Llevamos el diablo en el cuerpo.
Todos nosotros.
—¿Sigues borracho?
Como no contestó, Glenna movió la cabeza y después siguió viendo la televisión.
Estaba claro, entonces. De haberlos visto se habría puesto de pie chillando. Pero no podía verlos porque no estaban ahí. Sólo existían en su imaginación. Probablemente, si se mirara ahora en el espejo tampoco los vería. Pero entonces reparó en su reflejo en una ventana, y los cuernos seguían allí. El cristal le devolvía la imagen de una figura vidriosa y transparente, un fantasma diabólico.
—Creo que necesito ir al médico.
—¿Sabes lo que necesito yo?
—¿Qué?
—Otro donut, creo —contestó inclinándose hacia la caja abierta—. ¿Crees que debería comerme otro?

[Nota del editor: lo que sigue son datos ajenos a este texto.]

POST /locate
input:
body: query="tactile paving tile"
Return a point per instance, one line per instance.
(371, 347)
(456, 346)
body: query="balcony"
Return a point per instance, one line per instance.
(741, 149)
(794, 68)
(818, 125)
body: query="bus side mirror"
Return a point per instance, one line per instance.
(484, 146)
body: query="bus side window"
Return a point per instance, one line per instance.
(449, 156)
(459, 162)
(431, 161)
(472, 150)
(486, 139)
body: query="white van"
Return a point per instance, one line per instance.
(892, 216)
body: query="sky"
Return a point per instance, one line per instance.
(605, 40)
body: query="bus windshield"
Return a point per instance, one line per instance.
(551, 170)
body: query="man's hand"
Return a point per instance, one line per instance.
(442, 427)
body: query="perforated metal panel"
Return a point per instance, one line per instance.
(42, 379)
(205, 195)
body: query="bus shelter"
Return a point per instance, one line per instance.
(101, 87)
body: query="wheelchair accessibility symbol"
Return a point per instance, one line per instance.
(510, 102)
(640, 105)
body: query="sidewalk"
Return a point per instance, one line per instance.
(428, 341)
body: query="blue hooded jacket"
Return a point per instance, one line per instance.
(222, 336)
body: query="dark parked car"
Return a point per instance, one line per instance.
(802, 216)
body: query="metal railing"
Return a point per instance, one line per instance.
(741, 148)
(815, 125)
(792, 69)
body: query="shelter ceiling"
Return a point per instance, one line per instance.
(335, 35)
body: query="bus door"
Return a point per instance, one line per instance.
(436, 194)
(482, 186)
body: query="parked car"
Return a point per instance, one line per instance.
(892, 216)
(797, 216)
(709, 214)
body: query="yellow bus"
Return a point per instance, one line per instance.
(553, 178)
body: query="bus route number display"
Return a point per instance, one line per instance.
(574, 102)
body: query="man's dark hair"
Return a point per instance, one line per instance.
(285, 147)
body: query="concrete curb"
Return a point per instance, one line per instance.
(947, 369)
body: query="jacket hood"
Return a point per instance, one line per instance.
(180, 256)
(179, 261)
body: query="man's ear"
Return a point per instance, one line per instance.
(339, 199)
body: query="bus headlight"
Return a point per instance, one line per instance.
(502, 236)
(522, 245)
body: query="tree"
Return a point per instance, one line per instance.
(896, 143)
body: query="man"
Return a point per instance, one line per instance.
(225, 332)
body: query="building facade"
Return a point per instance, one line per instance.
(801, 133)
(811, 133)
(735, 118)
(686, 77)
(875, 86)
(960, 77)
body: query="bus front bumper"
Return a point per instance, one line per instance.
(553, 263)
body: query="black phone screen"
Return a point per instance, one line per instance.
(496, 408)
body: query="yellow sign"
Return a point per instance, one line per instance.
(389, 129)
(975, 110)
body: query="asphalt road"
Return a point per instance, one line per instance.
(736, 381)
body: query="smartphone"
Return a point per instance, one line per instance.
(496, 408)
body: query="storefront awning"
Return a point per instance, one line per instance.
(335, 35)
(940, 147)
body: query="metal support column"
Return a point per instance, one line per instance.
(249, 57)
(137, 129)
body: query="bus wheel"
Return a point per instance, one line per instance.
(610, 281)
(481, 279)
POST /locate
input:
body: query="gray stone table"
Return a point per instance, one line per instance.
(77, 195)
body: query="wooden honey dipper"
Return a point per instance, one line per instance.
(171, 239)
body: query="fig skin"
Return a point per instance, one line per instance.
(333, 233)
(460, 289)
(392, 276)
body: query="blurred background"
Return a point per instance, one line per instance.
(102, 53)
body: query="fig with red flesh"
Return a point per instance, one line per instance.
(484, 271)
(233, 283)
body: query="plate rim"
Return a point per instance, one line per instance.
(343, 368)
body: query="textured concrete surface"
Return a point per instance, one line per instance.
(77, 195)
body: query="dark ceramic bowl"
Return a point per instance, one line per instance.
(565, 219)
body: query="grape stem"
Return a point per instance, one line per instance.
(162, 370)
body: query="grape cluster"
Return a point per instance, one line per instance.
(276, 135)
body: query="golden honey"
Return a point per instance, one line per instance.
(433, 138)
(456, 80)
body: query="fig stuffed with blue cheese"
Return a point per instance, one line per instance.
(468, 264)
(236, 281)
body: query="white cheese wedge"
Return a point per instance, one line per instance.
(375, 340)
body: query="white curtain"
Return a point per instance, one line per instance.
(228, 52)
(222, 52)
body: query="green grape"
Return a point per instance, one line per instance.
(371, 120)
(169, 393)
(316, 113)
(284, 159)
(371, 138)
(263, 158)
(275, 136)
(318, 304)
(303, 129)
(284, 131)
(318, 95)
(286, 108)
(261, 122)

Le respondió con una voz neutra que apenas reconocía:
—¿Qué te lo impide?
—Ya me he comido uno y no tengo hambre. Pero me apetece comérmelo.
Volvió la cabeza y le miró con los ojos brillantes y una expresión entre asustada y suplicante.
—Me apetece comerme toda la caja.
—Toda la caja —repitió Ig.
—Ni siquiera quiero usar las manos, sólo meter la cabeza en la caja y empezar a comer. Ya sé que es asqueroso.